Lilla describes Robin as "a lumper, an über-lumper, which may please his beleaguered readers on the left, but makes his entire enterprise incoherent." As an example, he cites "the book's most extraordinary paragraph: 'I use the words conservative, reactionary, and counterrevolutionary interchangeably: not all counterrevolutionaries are conservative...but all conservatives are, in one way or another, counterrevolutionary. I seat philosophers, statesmen, slaveholders, scribblers, Catholics, fascists, evangelicals, businessmen, racists, and hacks at the same table: Hobbes next to Hayek, Burke across from Palin, Nietzsche between Ayn Rand and Antonin Scalia, with Adams, Calhoun, Oakeshott, Ronald Reagan, Tocqueville, Theodore Roosevelt, Margaret Thatcher, Ernst Jünger, Carl Schmitt, Winston Churchill, Phyllis Schlafly, Richard Nixon, Irving Kristol, Francis Fukuyama, and George W. Bush interspersed throughout.'"

As Lilla correctly concludes, "Glenn Beck's blackboard was never half this full."

The Daily Beast's Andrew Sullivan has been a stout defender of President Obama, while his anti-Israel fanaticism might even make him at home in Columbia's Middle East Studies Department, much less in most contemporary political science departments. Yet Sullivan, like Lilla and Berman, dismissed Robin's work, commenting that its "premise--that all conservatism means and can mean is suppression of the downtrodden and that all conservatives are the same underneath--is so crude it beggars belief."

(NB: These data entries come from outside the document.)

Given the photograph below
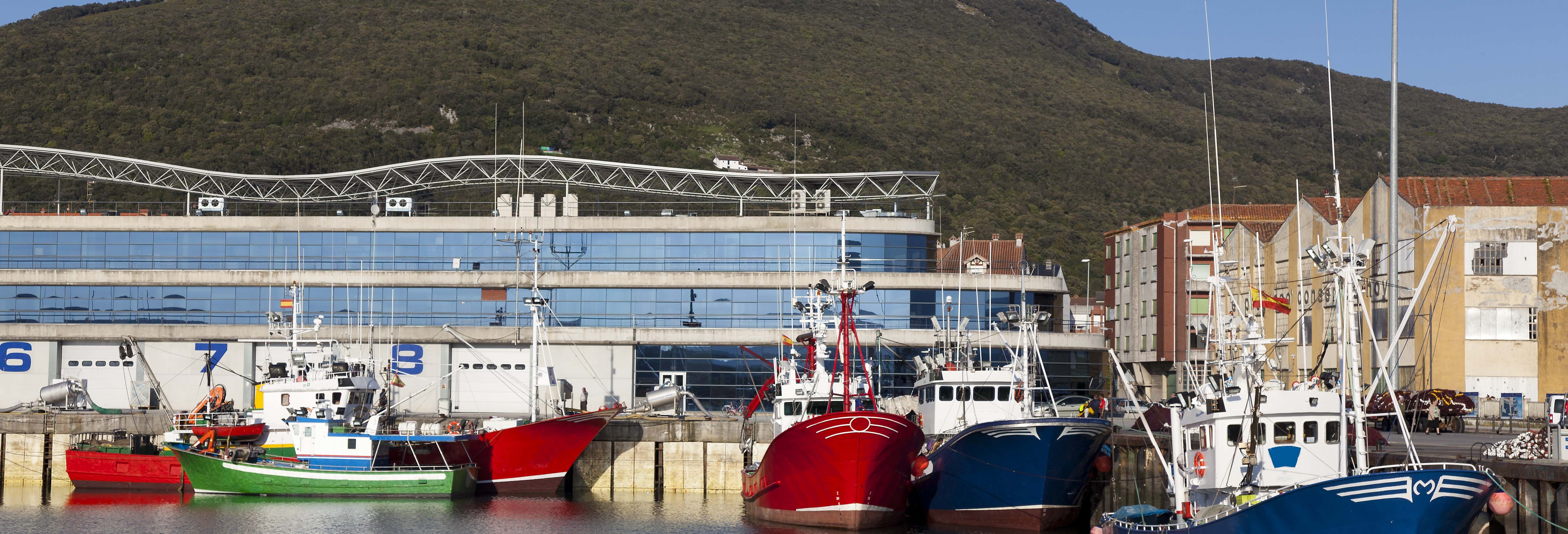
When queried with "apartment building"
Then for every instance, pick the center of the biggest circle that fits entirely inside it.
(1158, 301)
(1489, 312)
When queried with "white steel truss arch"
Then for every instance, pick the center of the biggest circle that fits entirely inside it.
(463, 171)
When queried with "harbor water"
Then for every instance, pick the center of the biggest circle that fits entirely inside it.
(26, 510)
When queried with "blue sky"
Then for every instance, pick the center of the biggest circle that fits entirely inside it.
(1511, 52)
(1487, 51)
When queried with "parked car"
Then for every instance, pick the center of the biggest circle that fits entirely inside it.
(1130, 406)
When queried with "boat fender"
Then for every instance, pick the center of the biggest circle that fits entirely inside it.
(1103, 464)
(1500, 503)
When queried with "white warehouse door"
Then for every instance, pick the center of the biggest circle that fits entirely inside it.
(490, 380)
(109, 378)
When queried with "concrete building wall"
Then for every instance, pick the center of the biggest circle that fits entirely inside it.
(26, 367)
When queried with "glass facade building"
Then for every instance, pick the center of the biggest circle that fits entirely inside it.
(481, 251)
(404, 306)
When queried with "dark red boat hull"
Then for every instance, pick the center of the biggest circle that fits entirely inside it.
(126, 472)
(535, 458)
(841, 470)
(524, 460)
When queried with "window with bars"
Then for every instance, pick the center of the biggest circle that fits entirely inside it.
(1489, 259)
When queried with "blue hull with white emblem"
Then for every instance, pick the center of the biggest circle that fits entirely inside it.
(1017, 473)
(1417, 502)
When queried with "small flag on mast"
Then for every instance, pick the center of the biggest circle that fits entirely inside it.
(1271, 303)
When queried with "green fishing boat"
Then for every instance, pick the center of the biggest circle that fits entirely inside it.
(214, 473)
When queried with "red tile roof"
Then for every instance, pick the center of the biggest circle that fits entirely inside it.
(1326, 207)
(1004, 256)
(1241, 212)
(1265, 229)
(1484, 190)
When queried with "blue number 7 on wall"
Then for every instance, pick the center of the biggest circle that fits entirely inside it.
(217, 355)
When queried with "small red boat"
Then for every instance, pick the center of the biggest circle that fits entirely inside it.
(529, 458)
(835, 460)
(114, 467)
(843, 470)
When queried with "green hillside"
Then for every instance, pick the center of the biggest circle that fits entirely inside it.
(1039, 123)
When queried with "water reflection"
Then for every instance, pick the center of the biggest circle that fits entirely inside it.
(24, 510)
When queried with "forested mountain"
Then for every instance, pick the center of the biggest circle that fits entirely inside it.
(1039, 123)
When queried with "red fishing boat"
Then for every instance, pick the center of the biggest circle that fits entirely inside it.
(517, 456)
(835, 460)
(135, 467)
(535, 458)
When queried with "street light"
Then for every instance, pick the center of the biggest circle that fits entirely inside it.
(1086, 279)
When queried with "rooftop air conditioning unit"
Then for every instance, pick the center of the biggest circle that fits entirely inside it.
(400, 204)
(209, 204)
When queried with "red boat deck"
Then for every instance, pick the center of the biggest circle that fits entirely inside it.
(843, 470)
(132, 472)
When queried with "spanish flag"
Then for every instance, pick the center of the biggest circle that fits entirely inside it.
(1272, 303)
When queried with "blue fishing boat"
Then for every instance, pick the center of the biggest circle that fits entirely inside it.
(995, 456)
(1253, 455)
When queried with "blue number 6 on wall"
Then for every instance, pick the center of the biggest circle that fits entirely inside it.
(23, 359)
(408, 359)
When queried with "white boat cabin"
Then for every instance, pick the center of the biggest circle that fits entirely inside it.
(954, 400)
(1297, 436)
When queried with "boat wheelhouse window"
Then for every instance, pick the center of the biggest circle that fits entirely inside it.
(1285, 433)
(818, 408)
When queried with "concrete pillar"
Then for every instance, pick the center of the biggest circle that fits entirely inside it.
(526, 206)
(570, 206)
(593, 467)
(548, 206)
(57, 463)
(684, 466)
(24, 458)
(723, 467)
(634, 466)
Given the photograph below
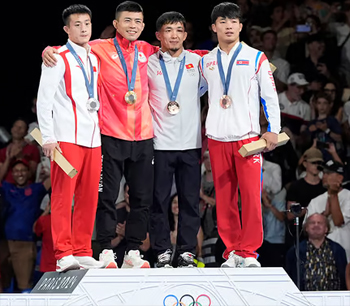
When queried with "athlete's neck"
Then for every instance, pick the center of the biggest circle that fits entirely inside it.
(227, 47)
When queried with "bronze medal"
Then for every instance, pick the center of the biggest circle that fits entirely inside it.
(225, 101)
(130, 97)
(173, 107)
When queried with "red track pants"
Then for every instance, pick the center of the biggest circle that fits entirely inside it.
(231, 170)
(72, 231)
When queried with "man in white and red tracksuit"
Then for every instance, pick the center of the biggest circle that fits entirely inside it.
(239, 82)
(67, 114)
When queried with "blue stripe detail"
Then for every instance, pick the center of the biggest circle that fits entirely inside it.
(263, 102)
(257, 60)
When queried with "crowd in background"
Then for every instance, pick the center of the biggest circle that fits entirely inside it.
(308, 42)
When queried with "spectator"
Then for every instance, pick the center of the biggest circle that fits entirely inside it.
(295, 112)
(297, 51)
(283, 24)
(332, 90)
(325, 128)
(304, 190)
(334, 204)
(322, 260)
(22, 209)
(269, 43)
(273, 200)
(18, 148)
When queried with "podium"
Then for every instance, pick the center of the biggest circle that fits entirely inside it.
(165, 287)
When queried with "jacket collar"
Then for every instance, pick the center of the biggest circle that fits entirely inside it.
(124, 43)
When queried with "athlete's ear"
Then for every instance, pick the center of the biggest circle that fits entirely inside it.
(66, 29)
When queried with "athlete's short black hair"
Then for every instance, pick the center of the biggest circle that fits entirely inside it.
(170, 18)
(128, 6)
(75, 9)
(226, 10)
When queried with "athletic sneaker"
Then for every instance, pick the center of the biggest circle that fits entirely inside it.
(87, 262)
(164, 259)
(251, 262)
(134, 260)
(67, 263)
(185, 260)
(233, 261)
(108, 258)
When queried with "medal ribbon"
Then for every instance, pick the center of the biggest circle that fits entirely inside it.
(89, 85)
(226, 82)
(172, 93)
(131, 84)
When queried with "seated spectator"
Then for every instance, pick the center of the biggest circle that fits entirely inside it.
(331, 89)
(283, 24)
(297, 51)
(303, 190)
(314, 7)
(18, 148)
(269, 43)
(271, 253)
(22, 209)
(325, 128)
(322, 260)
(119, 242)
(334, 204)
(295, 113)
(42, 228)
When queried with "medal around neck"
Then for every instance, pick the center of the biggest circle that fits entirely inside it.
(130, 97)
(225, 101)
(93, 105)
(173, 107)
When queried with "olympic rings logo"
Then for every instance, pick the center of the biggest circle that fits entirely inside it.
(201, 300)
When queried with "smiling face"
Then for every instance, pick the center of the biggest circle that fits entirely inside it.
(172, 36)
(227, 30)
(129, 25)
(316, 226)
(79, 29)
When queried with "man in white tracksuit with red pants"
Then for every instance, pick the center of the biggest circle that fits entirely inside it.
(239, 82)
(67, 114)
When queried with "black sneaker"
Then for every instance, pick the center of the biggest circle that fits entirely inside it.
(164, 259)
(185, 260)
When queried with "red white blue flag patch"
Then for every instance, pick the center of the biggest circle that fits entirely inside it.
(242, 62)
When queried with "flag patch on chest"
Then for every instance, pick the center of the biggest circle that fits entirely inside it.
(242, 62)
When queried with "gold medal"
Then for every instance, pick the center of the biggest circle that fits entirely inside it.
(173, 107)
(130, 97)
(225, 101)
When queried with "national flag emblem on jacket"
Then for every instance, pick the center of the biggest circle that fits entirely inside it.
(242, 62)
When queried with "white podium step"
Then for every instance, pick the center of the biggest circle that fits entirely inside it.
(165, 287)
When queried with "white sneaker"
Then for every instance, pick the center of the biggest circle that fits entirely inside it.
(134, 260)
(108, 258)
(67, 263)
(87, 262)
(233, 261)
(251, 262)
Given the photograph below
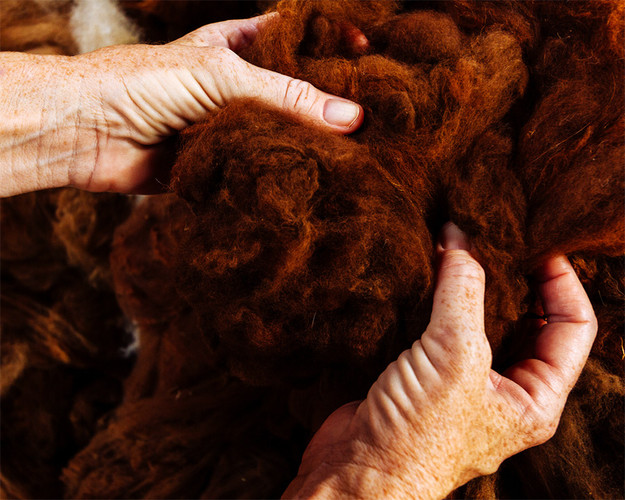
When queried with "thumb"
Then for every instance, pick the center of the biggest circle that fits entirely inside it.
(457, 322)
(296, 96)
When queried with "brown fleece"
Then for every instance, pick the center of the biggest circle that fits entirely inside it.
(288, 266)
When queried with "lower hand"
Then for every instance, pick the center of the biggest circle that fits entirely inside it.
(439, 415)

Again, these are comments from figures and publications whose politics would seem to make them sympathetic to a book like Robin's.

It's possible, of course, that even in a more intellectually and pedagogically diverse academy, a book with such a "crude" thesis would have appeared. But--especially on political matters--groupthink has a corrosive effect on the peer-review process upon which effective academic publications depend. While Robin's ideas are quite commonplace in the ideological cocoon that too often defines the academy, few if any Democratic politicians could embrace (or even find useful) such an "incoherent" thesis without alienating not only independents but much of their base.

Fifty years ago, academics frequently migrated in and out political life. Now, with the exceptions of a handful of fields (data-dependent economics; faculty from schools of law, business, or medicine, whose curricula are set in part by forces outside the academy), it's all but inconceivable to imagine professors whose views reflect the basic assumptions of their respective disciplines serving in responsible government positions. Indeed, with occasional exceptions (such as political scientists Brendan Nyhan or Jonathan Bernstein), it's hard to imagine academics outside of economics, the law, and medicine having much interesting to say about politics.

I suspect that most members of the majority viewpoint on today's campuses are willing to make the trade, firming up their power within the academy in exchange for losing virtually all influence in the public square. Whether society benefits from this exchange is another matter.

Comments (1)

Craig White:

You simultaneously cite leftist critiques of the book and claim that the book exposes leftist group-think. If leftist group-think prevailed, wouldn't they have embraced the book? The reaction to this book may instead suggest that the left's echo-chamber isn't quite as insular as the right's.